Muff v. State, 98-1948.

Decision Date07 July 1999
Docket NumberNo. 98-1948.,98-1948.
Citation739 So.2d 124
PartiesJames MUFF, Appellant, v. STATE of Florida, Appellee.
CourtFlorida District Court of Appeals

Nancy A. Daniels, Public Defender, and Paula S. Saunders, Assistant Public Defender, Tallahassee, for Appellant.

Robert A. Butterworth, Attorney General, and Randy L. Havlicak, Assistant Attorney General, Tallahassee, for Appellee.

PER CURIAM.

James Muff appeals his conviction on the charge of dealing in stolen property. We reverse because the prosecutor improperly cross examined appellant regarding a 1981 conviction for dealing in stolen property.
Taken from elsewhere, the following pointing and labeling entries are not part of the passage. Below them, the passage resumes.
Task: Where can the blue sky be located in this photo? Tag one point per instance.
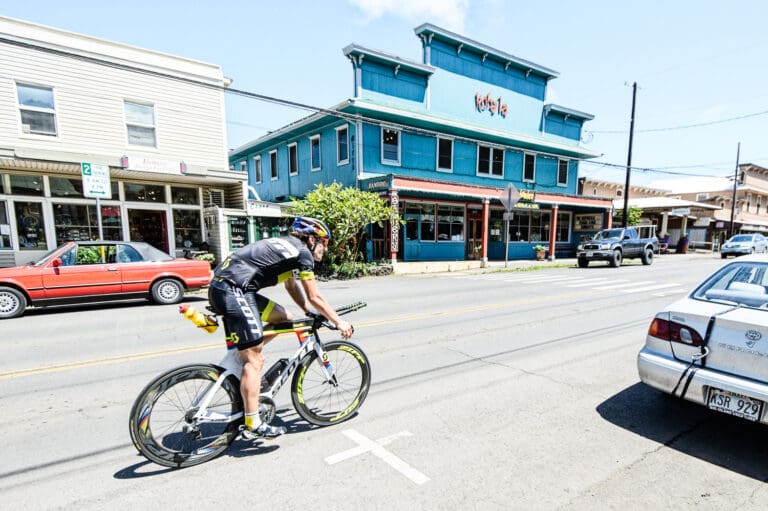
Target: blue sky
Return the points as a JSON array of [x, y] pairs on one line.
[[696, 62]]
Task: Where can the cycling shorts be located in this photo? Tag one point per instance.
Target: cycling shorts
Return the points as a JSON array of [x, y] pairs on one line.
[[243, 313]]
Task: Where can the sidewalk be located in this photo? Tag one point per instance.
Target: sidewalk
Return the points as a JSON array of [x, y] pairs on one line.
[[409, 268]]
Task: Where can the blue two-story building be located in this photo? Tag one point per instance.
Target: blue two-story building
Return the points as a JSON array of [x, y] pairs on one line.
[[442, 140]]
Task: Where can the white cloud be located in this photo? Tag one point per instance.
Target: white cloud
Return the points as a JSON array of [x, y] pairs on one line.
[[449, 14]]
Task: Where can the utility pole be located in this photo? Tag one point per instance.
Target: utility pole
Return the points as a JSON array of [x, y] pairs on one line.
[[629, 156], [733, 198]]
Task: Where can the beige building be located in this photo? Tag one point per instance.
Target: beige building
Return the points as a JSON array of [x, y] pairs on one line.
[[152, 124]]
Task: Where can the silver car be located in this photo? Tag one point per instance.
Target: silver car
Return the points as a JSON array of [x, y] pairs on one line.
[[711, 347], [743, 244]]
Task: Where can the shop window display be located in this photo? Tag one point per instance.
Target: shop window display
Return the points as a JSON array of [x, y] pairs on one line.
[[30, 225]]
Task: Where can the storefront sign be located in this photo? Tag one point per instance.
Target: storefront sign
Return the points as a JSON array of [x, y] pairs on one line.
[[95, 180], [591, 222], [493, 105]]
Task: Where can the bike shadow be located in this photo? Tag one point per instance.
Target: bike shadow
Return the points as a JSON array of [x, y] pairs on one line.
[[729, 442]]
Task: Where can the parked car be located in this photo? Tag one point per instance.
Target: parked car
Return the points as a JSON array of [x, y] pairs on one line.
[[742, 244], [87, 271], [711, 347]]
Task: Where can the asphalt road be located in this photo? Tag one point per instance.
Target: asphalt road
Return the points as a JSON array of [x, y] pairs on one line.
[[508, 390]]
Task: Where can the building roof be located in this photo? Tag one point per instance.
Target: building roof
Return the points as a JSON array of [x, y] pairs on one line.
[[427, 29]]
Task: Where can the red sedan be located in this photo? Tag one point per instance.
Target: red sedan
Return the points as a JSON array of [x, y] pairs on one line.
[[87, 271]]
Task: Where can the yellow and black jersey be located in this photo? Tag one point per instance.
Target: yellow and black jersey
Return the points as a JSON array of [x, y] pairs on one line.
[[266, 263]]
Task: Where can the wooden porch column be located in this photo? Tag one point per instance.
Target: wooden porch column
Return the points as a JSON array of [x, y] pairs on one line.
[[484, 250], [553, 232]]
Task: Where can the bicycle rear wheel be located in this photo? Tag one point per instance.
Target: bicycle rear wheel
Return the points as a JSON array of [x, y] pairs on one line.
[[322, 402], [161, 421]]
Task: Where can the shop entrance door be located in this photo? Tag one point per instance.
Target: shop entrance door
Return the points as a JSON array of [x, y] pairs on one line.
[[149, 226], [474, 235]]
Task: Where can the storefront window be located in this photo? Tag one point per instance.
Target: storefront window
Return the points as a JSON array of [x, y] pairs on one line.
[[144, 193], [30, 225], [76, 222], [5, 227], [187, 228], [450, 223], [185, 195], [27, 185]]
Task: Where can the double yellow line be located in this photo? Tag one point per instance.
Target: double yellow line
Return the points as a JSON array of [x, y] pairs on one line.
[[34, 371]]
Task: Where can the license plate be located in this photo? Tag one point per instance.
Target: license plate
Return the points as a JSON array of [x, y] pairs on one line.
[[734, 404]]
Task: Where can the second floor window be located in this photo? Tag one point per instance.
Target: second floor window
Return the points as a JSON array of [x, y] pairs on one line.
[[38, 112], [293, 160], [314, 152], [342, 145], [257, 169], [490, 161], [390, 146], [444, 154], [273, 164], [529, 167], [562, 172], [140, 123]]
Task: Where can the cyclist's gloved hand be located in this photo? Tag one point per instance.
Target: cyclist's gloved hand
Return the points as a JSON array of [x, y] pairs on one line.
[[345, 329]]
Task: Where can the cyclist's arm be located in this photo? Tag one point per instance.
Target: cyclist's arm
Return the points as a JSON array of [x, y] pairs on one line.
[[323, 307]]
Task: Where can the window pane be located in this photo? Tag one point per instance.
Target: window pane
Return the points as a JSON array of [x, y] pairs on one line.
[[34, 96], [41, 123], [27, 185], [30, 226], [342, 142], [138, 135], [483, 159], [139, 114], [445, 151], [65, 187], [390, 145]]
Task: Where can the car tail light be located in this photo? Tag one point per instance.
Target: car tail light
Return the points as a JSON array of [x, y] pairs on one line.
[[674, 332]]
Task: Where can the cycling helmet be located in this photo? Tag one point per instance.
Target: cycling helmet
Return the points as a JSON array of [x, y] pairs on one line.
[[304, 225]]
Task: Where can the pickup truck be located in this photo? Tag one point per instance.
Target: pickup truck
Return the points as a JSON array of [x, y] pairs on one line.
[[615, 245]]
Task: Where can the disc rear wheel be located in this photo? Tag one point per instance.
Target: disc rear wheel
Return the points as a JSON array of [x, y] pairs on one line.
[[324, 402], [162, 423]]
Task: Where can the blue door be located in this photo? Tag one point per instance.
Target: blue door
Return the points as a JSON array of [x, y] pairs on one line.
[[411, 244]]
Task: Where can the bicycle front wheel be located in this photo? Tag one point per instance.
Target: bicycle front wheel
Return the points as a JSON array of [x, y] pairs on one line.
[[322, 402], [163, 422]]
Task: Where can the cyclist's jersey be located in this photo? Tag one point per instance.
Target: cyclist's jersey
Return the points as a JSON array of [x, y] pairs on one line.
[[267, 262]]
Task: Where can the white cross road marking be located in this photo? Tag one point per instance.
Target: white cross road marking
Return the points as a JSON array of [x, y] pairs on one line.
[[376, 448]]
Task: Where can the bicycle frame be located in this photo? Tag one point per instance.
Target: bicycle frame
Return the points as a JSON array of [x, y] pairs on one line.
[[232, 364]]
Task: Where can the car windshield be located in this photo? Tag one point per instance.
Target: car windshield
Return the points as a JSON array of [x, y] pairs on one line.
[[739, 283], [610, 233]]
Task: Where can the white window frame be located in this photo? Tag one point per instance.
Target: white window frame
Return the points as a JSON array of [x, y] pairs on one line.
[[339, 161], [153, 126], [30, 108], [491, 151], [257, 169], [273, 165], [567, 163], [533, 178], [437, 155], [312, 166], [293, 147], [399, 145]]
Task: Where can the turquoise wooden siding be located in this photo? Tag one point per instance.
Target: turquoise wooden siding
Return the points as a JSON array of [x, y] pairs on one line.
[[406, 85], [470, 64]]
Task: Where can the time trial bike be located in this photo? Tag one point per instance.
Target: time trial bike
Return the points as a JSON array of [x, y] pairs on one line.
[[191, 414]]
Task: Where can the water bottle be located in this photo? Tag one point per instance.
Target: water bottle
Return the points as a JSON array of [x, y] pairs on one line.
[[207, 323]]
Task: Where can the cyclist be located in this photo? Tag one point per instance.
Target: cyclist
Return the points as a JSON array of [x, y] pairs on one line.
[[233, 293]]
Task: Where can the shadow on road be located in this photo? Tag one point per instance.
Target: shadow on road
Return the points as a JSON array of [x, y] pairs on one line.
[[735, 444]]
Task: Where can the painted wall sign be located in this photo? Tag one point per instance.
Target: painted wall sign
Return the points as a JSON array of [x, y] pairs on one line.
[[493, 105]]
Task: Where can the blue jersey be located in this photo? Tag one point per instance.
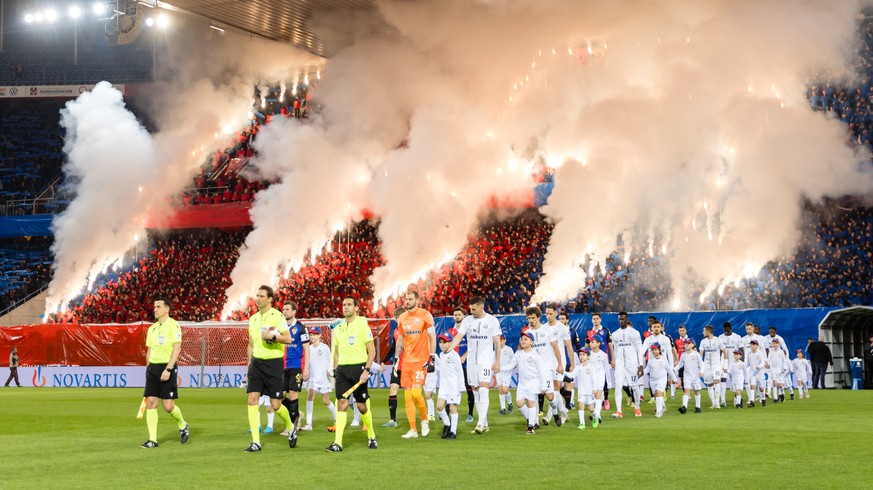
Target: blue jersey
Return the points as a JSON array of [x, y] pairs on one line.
[[294, 350]]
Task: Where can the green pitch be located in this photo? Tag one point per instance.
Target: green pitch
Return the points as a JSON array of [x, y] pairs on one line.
[[87, 438]]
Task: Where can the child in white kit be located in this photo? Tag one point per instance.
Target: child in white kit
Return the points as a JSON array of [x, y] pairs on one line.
[[802, 372], [504, 378], [320, 364], [451, 384], [691, 379], [532, 380], [659, 368], [737, 371], [756, 363]]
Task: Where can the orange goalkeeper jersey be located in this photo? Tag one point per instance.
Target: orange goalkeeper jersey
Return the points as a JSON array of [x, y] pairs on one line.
[[413, 327]]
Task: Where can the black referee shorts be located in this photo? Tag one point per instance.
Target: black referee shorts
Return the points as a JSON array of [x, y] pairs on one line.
[[293, 380], [348, 376], [265, 377], [165, 390]]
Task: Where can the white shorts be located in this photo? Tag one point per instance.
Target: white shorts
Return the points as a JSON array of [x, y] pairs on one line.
[[737, 383], [478, 374], [521, 395], [319, 387], [692, 383], [586, 399], [430, 382], [711, 374], [758, 380], [658, 384], [450, 398], [625, 377]]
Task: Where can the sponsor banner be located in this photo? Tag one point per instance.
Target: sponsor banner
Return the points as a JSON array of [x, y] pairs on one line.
[[134, 377], [43, 91]]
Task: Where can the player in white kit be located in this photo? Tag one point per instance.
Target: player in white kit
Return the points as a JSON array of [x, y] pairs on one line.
[[320, 370], [731, 342], [583, 380], [627, 345], [660, 370], [692, 371], [504, 379], [561, 386], [756, 367], [533, 377], [737, 375], [545, 343], [802, 372], [451, 384], [777, 363], [483, 343], [714, 355], [430, 384]]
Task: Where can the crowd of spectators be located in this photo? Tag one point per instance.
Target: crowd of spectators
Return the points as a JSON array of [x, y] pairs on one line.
[[30, 151], [25, 267], [502, 261], [191, 268]]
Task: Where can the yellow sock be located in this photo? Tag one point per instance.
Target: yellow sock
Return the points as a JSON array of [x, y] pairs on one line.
[[367, 418], [285, 416], [177, 414], [152, 423], [341, 419], [255, 423]]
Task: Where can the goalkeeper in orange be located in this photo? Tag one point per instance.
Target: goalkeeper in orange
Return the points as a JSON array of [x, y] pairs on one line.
[[417, 341]]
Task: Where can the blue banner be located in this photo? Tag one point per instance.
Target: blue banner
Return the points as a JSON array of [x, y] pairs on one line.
[[31, 225]]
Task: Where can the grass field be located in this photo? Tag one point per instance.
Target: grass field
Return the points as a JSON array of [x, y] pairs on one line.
[[84, 438]]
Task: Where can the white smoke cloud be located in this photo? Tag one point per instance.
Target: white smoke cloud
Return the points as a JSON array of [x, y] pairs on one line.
[[687, 120], [122, 177]]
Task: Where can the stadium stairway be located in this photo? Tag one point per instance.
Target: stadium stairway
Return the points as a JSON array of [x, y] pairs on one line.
[[29, 313]]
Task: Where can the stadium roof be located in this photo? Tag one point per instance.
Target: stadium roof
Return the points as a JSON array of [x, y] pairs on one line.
[[855, 317], [299, 22]]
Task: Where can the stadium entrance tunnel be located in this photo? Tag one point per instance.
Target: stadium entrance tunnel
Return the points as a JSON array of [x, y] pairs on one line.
[[846, 332]]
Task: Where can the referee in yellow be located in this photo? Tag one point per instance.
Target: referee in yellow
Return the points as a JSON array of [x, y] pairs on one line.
[[164, 343], [267, 332], [353, 354]]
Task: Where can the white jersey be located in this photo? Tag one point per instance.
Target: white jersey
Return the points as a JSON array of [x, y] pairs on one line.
[[480, 333], [583, 379], [532, 372], [731, 342], [711, 351], [562, 335], [737, 372], [319, 364], [451, 373], [627, 347], [599, 362], [659, 369], [666, 347], [768, 343], [542, 345], [778, 362], [693, 364], [506, 354], [802, 369], [755, 363]]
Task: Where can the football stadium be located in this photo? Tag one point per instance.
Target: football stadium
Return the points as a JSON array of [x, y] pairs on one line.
[[630, 235]]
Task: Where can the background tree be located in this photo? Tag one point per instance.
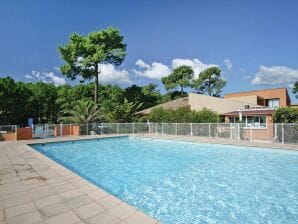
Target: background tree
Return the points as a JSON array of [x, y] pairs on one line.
[[147, 95], [85, 111], [210, 81], [83, 54], [180, 77], [122, 111], [295, 89]]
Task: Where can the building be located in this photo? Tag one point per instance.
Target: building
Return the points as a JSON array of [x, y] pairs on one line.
[[272, 98], [267, 101], [257, 122], [253, 109]]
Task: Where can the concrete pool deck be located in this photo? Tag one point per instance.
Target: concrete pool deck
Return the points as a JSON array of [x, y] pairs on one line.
[[36, 189]]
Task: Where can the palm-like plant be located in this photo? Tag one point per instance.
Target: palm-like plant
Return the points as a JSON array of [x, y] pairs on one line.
[[82, 112]]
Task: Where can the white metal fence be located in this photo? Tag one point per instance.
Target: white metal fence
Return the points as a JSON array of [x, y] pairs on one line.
[[271, 132]]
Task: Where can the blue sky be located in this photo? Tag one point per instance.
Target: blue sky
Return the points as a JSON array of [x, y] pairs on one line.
[[254, 42]]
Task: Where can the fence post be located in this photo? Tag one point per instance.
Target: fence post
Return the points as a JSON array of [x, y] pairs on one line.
[[46, 131], [209, 130], [238, 131], [275, 131], [250, 133], [16, 131], [282, 134]]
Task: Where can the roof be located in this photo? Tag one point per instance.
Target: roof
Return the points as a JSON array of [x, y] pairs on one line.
[[258, 90], [174, 105], [252, 111]]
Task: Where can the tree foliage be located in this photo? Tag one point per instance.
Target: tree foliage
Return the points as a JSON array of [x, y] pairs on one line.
[[183, 115], [82, 54], [210, 81], [122, 111], [84, 111], [180, 77], [286, 115], [295, 89]]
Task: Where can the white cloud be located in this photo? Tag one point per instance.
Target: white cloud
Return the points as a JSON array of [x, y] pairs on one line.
[[275, 75], [109, 74], [228, 63], [197, 65], [156, 70], [47, 77]]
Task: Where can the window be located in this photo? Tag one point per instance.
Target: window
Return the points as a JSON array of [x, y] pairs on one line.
[[250, 121], [254, 121], [273, 103]]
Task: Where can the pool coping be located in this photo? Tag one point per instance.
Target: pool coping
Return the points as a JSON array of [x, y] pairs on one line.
[[36, 189], [221, 141]]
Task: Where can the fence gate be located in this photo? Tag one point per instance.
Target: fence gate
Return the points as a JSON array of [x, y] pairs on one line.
[[43, 130], [38, 131]]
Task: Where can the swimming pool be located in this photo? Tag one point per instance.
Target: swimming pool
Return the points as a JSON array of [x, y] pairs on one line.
[[184, 182]]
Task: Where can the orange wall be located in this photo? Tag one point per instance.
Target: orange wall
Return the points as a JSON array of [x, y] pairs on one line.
[[8, 136], [24, 133], [280, 93]]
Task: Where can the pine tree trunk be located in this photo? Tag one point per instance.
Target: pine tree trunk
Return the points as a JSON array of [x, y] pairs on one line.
[[96, 85]]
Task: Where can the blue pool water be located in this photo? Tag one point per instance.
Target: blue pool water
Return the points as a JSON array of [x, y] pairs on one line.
[[183, 182]]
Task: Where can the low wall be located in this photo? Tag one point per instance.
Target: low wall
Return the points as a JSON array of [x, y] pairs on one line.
[[259, 134], [8, 136], [67, 130], [22, 134]]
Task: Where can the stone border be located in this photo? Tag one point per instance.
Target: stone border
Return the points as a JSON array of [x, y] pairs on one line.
[[36, 189]]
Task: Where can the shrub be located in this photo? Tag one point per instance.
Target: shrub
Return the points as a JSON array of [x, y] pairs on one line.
[[285, 115]]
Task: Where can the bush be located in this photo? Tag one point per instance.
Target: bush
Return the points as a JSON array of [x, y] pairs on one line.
[[183, 115], [285, 115]]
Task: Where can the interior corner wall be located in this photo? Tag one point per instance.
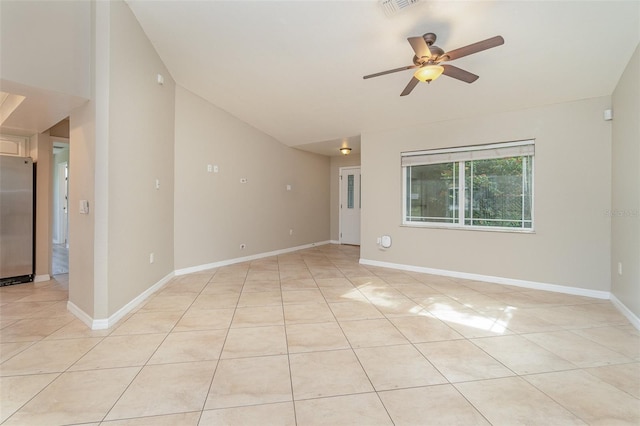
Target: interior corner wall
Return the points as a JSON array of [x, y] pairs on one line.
[[42, 154], [625, 201], [334, 183], [82, 165], [140, 162], [215, 213], [572, 190]]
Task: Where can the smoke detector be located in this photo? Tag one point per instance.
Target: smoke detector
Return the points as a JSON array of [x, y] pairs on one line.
[[391, 7]]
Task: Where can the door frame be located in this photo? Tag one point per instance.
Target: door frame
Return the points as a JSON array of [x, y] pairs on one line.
[[341, 170]]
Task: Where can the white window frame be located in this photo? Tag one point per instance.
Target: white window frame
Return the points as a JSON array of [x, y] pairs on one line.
[[461, 155]]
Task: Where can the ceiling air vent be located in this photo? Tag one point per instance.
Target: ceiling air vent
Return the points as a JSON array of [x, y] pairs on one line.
[[391, 7]]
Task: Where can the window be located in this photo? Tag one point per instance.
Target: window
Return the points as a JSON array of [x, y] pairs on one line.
[[486, 186]]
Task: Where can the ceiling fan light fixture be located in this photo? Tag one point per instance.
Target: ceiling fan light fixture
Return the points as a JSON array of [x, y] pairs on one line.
[[428, 73]]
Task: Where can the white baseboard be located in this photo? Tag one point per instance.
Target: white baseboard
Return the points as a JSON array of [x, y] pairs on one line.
[[80, 314], [199, 268], [105, 323], [491, 279], [633, 318]]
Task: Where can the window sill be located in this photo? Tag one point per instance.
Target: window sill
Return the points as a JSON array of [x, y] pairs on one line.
[[468, 228]]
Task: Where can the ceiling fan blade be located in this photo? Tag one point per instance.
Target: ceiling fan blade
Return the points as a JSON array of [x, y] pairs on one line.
[[412, 83], [408, 67], [474, 48], [459, 73], [420, 47]]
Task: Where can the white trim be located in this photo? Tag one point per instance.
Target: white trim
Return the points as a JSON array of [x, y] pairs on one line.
[[597, 294], [132, 304], [633, 318], [227, 262], [80, 314], [105, 323]]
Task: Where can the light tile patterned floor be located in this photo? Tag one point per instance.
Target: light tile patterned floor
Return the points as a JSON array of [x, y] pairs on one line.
[[314, 338]]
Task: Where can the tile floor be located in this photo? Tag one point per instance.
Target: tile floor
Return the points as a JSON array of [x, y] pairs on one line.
[[314, 338]]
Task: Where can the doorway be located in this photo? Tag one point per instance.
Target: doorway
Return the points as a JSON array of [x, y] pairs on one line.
[[60, 234], [350, 205]]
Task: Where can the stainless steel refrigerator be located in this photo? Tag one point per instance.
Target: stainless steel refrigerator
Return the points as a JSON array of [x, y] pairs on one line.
[[16, 219]]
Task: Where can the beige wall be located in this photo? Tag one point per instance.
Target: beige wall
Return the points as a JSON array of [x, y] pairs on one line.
[[571, 243], [47, 44], [121, 142], [82, 243], [625, 205], [141, 131], [215, 213], [334, 187]]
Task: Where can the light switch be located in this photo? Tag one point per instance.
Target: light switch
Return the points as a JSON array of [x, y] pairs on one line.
[[84, 207]]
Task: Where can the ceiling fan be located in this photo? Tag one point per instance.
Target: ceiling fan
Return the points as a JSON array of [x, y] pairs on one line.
[[428, 59]]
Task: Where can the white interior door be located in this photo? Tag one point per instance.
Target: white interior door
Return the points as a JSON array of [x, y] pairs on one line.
[[350, 204]]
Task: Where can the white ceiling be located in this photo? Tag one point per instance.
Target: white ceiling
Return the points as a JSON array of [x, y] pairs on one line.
[[293, 69]]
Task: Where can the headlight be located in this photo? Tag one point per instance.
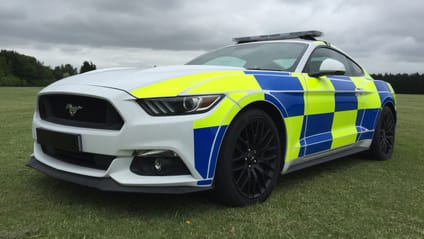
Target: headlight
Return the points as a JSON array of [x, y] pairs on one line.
[[180, 105]]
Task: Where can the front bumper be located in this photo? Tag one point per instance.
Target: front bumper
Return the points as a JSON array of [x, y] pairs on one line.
[[139, 132], [106, 184]]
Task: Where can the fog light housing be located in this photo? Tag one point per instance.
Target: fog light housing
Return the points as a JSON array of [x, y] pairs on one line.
[[158, 163]]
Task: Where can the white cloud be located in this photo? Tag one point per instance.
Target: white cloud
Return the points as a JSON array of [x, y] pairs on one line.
[[384, 35]]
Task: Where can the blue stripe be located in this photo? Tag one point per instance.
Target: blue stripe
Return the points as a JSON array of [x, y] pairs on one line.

At trial, the State presented evidence that appellant pawned a hammer drill and an electric grinder at a Jacksonville pawn shop. The only issue in the case was whether appellant had knowledge of the stolen character of the items he pawned. Taking the stand in his own defense, appellant testified that he did not think the tools were stolen. He claimed he would have never pawned items he believed were stolen because, under the rules governing pawn shops, "I would be a big fool and I knew all I know about pawn shops, once I go in a pawn shop, I've got to put me on the line. My thumbprint, that is me, my ID, that is me. I'd be the biggest fool on earth to go in a pawn shop and pawn something for somebody I know is stolen."

The foregoing testimony did not open the door for the assistant state attorney to question appellant concerning a 1981 conviction for dealing in stolen property. The facts of the 1981 case, sparse as they are on the record before us, had nothing to do with a pawn shop situation. Therefore, the efforts of the prosecution to put before the jury a 1981 conviction for dealing in stolen property, deprived appellant of a fair trial. See Walker v. State, 642 So.2d 605 (Fla. 1st DCA 1994); Martin v. State, 411 So.2d 987 (Fla. 4th DCA 1982). Appellant's testimony on direct examination offered a rationale for why he would not knowingly pass stolen property in a pawn shop. This rationale was the fear of being caught. Such did not give the prosecutor license to bring before the jury details of the irrelevant 1981 conviction because nothing in the 1981 case had anything to do with pawn shops. To the contrary, this conviction merely suggested to the jury that appellant had a propensity to deal in stolen property. See § 90.404(2), Fla. Stat. (1995).

REVERSED and REMANDED for a new trial.

JOANOS, ALLEN and KAHN, JJ., CONCUR.